I mentioned jealousy earlier in this challenge, and I think it’s a natural reaction to someone else’s success, but it doesn’t have to fester. Let it be a fleeting emotion. Acknowledge it then put it to one side and get on with your life. As I said then, another person’s success is a cause for hope and joy. It means people are still reading books, still buying books, still loving books. That means your turn might come, too. One day, you might be the person sitting on the sofa in the television studio, while journalists rave about your novel. You just can’t predict what’s ahead.

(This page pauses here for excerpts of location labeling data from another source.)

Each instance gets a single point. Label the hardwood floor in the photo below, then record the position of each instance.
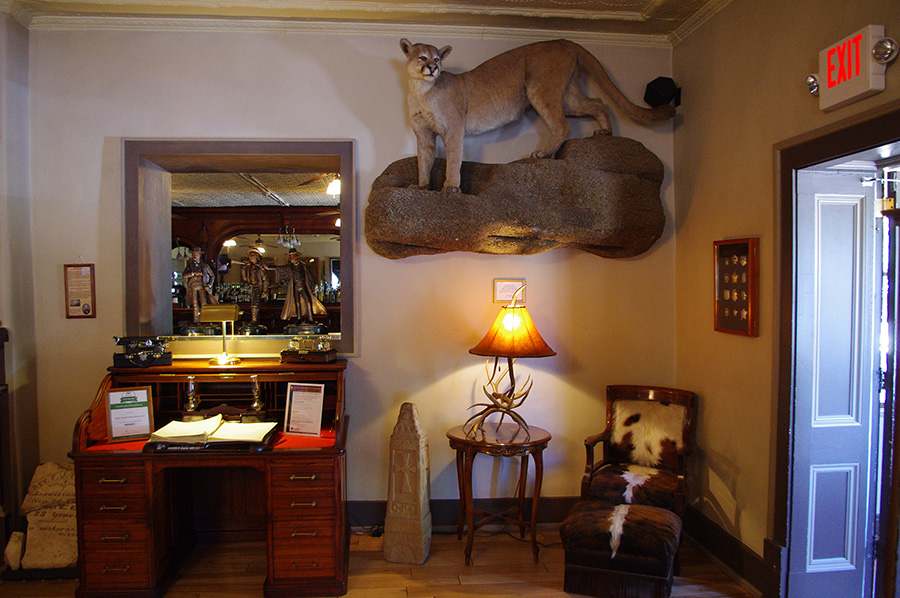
(502, 568)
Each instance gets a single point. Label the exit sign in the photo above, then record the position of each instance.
(847, 72)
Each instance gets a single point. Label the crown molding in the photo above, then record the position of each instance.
(696, 20)
(16, 11)
(197, 24)
(330, 8)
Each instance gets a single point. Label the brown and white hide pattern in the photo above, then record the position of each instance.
(623, 531)
(634, 484)
(647, 433)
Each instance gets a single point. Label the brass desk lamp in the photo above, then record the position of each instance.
(224, 313)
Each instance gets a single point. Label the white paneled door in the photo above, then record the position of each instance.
(838, 298)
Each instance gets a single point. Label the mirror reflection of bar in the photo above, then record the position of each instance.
(156, 217)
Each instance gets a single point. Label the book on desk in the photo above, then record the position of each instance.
(211, 433)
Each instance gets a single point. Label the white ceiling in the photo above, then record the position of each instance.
(668, 20)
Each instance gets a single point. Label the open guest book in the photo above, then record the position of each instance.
(211, 433)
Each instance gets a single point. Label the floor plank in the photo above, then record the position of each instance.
(502, 567)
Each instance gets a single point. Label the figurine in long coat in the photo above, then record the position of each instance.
(298, 304)
(254, 274)
(198, 280)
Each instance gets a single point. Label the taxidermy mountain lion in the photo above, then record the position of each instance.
(542, 75)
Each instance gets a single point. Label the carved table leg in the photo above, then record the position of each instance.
(470, 504)
(520, 490)
(538, 456)
(460, 479)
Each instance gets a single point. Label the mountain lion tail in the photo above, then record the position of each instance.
(589, 65)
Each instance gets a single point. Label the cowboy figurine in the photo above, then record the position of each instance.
(298, 304)
(254, 274)
(198, 280)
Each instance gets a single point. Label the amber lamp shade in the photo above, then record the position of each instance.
(513, 334)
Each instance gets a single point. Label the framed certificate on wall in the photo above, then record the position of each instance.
(737, 286)
(80, 295)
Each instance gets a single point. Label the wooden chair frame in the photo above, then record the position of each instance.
(658, 394)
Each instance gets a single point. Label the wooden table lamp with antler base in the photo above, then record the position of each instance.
(512, 335)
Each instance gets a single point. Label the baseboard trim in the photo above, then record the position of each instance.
(370, 514)
(725, 548)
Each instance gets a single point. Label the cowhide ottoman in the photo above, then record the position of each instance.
(620, 551)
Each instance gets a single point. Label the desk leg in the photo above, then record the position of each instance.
(538, 477)
(460, 480)
(470, 505)
(520, 493)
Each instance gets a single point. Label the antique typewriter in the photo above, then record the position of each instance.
(141, 352)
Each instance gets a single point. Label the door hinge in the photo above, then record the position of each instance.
(876, 547)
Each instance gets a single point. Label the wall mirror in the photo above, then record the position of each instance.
(226, 197)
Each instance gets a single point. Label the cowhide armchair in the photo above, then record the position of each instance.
(647, 437)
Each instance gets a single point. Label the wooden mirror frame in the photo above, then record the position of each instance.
(148, 165)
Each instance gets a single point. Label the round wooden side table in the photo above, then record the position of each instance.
(505, 440)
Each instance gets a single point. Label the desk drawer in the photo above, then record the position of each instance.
(302, 474)
(117, 537)
(114, 569)
(303, 534)
(113, 508)
(309, 504)
(292, 563)
(121, 481)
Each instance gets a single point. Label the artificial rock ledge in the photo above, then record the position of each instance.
(599, 194)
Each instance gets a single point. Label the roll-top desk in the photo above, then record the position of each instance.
(134, 520)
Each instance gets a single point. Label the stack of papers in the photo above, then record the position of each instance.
(212, 430)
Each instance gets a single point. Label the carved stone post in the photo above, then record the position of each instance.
(407, 528)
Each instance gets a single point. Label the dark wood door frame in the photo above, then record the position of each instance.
(858, 133)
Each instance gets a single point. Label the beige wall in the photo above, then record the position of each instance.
(609, 321)
(743, 84)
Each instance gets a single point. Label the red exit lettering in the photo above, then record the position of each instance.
(847, 64)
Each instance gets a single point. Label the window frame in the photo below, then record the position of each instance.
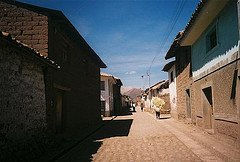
(213, 29)
(102, 85)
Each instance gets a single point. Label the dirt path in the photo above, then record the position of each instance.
(140, 137)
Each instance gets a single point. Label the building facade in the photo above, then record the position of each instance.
(170, 68)
(107, 100)
(161, 90)
(212, 37)
(50, 33)
(22, 95)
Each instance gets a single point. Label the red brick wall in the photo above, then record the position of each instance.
(28, 27)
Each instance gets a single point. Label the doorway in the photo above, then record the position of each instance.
(188, 103)
(208, 107)
(59, 111)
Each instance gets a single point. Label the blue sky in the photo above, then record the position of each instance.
(126, 34)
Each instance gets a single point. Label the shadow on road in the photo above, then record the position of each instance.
(86, 150)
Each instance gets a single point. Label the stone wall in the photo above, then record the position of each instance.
(29, 27)
(79, 77)
(225, 111)
(22, 95)
(183, 81)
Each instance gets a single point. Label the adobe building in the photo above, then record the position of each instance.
(72, 95)
(161, 90)
(107, 100)
(170, 68)
(22, 95)
(212, 34)
(183, 80)
(117, 96)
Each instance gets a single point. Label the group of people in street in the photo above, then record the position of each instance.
(157, 109)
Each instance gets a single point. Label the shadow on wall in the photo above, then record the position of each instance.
(86, 150)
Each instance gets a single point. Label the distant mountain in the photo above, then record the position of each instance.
(133, 93)
(125, 89)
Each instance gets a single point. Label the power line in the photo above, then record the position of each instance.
(170, 26)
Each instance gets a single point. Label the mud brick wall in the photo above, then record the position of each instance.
(225, 118)
(78, 73)
(28, 27)
(22, 94)
(167, 108)
(183, 80)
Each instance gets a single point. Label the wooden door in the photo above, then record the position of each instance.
(188, 100)
(208, 107)
(59, 110)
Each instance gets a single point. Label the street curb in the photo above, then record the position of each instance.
(61, 154)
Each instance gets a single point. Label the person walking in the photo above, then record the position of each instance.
(142, 106)
(157, 110)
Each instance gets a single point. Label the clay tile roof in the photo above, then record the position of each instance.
(58, 15)
(171, 52)
(168, 66)
(105, 74)
(33, 52)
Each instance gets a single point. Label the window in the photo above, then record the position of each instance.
(102, 85)
(171, 76)
(211, 39)
(103, 103)
(208, 93)
(234, 84)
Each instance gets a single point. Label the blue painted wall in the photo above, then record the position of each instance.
(227, 32)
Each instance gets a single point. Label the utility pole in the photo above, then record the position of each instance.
(149, 91)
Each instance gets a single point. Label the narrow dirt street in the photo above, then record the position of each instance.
(138, 136)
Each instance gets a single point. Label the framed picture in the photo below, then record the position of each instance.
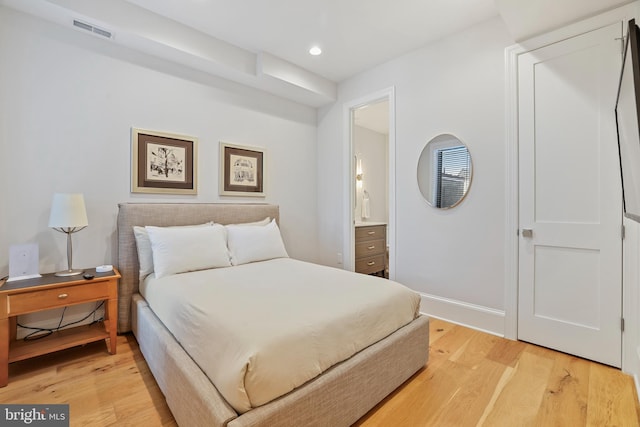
(163, 162)
(242, 170)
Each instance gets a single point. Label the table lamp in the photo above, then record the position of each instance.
(68, 215)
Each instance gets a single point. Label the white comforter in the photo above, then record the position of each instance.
(260, 330)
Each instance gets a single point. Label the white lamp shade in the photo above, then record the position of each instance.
(68, 210)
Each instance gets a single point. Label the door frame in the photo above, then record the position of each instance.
(512, 225)
(350, 174)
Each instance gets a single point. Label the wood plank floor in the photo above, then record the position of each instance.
(472, 379)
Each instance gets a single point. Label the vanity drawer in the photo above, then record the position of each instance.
(370, 265)
(45, 299)
(370, 233)
(369, 248)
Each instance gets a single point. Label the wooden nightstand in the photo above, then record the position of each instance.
(371, 248)
(48, 292)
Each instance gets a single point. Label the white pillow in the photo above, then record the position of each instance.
(182, 249)
(143, 245)
(265, 221)
(255, 243)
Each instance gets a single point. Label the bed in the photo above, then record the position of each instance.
(339, 396)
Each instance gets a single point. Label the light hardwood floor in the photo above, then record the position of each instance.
(472, 379)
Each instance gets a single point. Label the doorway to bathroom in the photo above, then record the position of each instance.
(371, 207)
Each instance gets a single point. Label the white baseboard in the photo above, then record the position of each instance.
(484, 319)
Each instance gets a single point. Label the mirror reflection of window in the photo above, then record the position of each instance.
(452, 175)
(445, 171)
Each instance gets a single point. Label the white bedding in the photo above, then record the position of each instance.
(259, 330)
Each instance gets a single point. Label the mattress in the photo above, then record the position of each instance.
(260, 330)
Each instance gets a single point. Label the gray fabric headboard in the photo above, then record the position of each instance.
(167, 214)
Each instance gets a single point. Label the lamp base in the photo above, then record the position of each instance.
(65, 273)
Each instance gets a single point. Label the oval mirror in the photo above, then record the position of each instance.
(444, 171)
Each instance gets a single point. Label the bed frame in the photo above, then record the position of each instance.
(338, 397)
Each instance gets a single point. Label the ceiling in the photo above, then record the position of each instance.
(264, 44)
(354, 34)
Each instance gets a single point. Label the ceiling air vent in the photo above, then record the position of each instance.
(95, 30)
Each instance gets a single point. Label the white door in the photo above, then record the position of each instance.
(570, 243)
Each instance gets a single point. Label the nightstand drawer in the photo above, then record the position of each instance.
(370, 265)
(46, 299)
(370, 233)
(370, 248)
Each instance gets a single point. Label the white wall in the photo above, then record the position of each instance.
(631, 301)
(371, 148)
(455, 86)
(68, 102)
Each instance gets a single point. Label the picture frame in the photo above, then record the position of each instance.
(242, 170)
(163, 163)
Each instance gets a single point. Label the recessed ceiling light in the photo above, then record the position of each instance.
(315, 51)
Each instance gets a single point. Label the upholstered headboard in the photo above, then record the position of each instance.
(168, 214)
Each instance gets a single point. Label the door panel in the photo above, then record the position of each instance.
(570, 268)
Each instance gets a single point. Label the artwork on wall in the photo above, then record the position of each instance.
(242, 170)
(163, 162)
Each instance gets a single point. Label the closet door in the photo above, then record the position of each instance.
(570, 244)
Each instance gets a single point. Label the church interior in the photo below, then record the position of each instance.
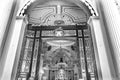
(60, 40)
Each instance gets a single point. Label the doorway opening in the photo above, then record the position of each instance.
(57, 53)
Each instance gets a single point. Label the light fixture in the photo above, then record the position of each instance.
(59, 32)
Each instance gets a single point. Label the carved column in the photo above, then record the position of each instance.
(110, 17)
(8, 9)
(12, 49)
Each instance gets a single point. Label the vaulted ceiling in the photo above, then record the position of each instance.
(54, 12)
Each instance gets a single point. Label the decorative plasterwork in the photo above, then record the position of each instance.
(52, 16)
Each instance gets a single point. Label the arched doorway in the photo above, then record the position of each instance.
(57, 43)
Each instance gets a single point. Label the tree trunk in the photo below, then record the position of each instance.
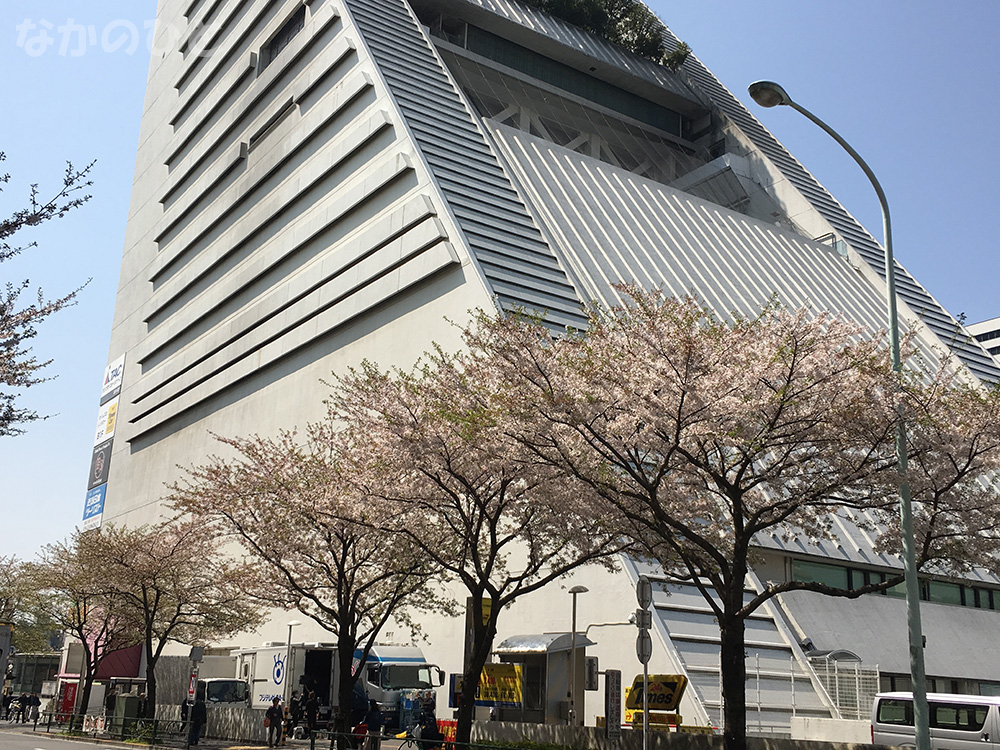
(734, 676)
(151, 659)
(482, 634)
(87, 686)
(343, 723)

And it works the other way, too. Some people, sadly, will happily befriend and help “top” authors, but will ignore and belittle those just starting out. Don’t be that person. Share posts, retweet tweets. Review books. Congratulate people on publication day. Tell others about their books. Read their posts when they’re doing the A to Z Challenge *ahem*. If you have any advice to share, share it. If someone asks for help, give it. There’s nothing that makes me smile more than putting a smile on someone else’s face. I know so many authors who feel the same. Be one of them!
Do you know something? Even if you never reach those dizzy heights, and let’s face it, most of us won’t, that doesn’t mean you can’t have a blooming good career from writing, just the same. And if you love what you’re doing (and if you don’t, why are you doing it?) then what more can you ask for? I’m not on any bestselling lists. My books aren’t reviewed in newspapers and magazines. I’ve not even got any books in book shops or supermarkets. But I’m making a living doing what I love to do. I spend my days making up stories. I’ve made some fantastic friends through this career. I have more of a social life than ever (even in lockdown my social life’s better than it used to be!) and I feel more in control of my life than I ever have.
Best of all, I get the most wonderful messages from people who’ve read my books and enjoyed them. I’ve had readers telling me my book helped them through depression, which made me feel truly humbled. Someone told me one of my books helped them recognise that they were in an abusive relationship. A few readers have told me that my books are helping them cope with anxiety during this pandemic, which just blows my mind, to be honest. There is nothing more fulfilling than that.
I’ve just spotted this link that may be of some use to those of you who self-publish, or are thinking about it. A very useful post from The Alliance of Independent Authors on the best self-publishing services – and those you should definitely be wary of.
Well, that’s it. My final post of the A to Z Challenge is done. It’s been a lot more rewarding than I imagined, and I really hope some of you have found it useful. That’s been the entire point of it, after all.
I hope you enjoy the rest of your week. Stay home, stay safe, save lives! Thanks so much for reading. You’re all stars.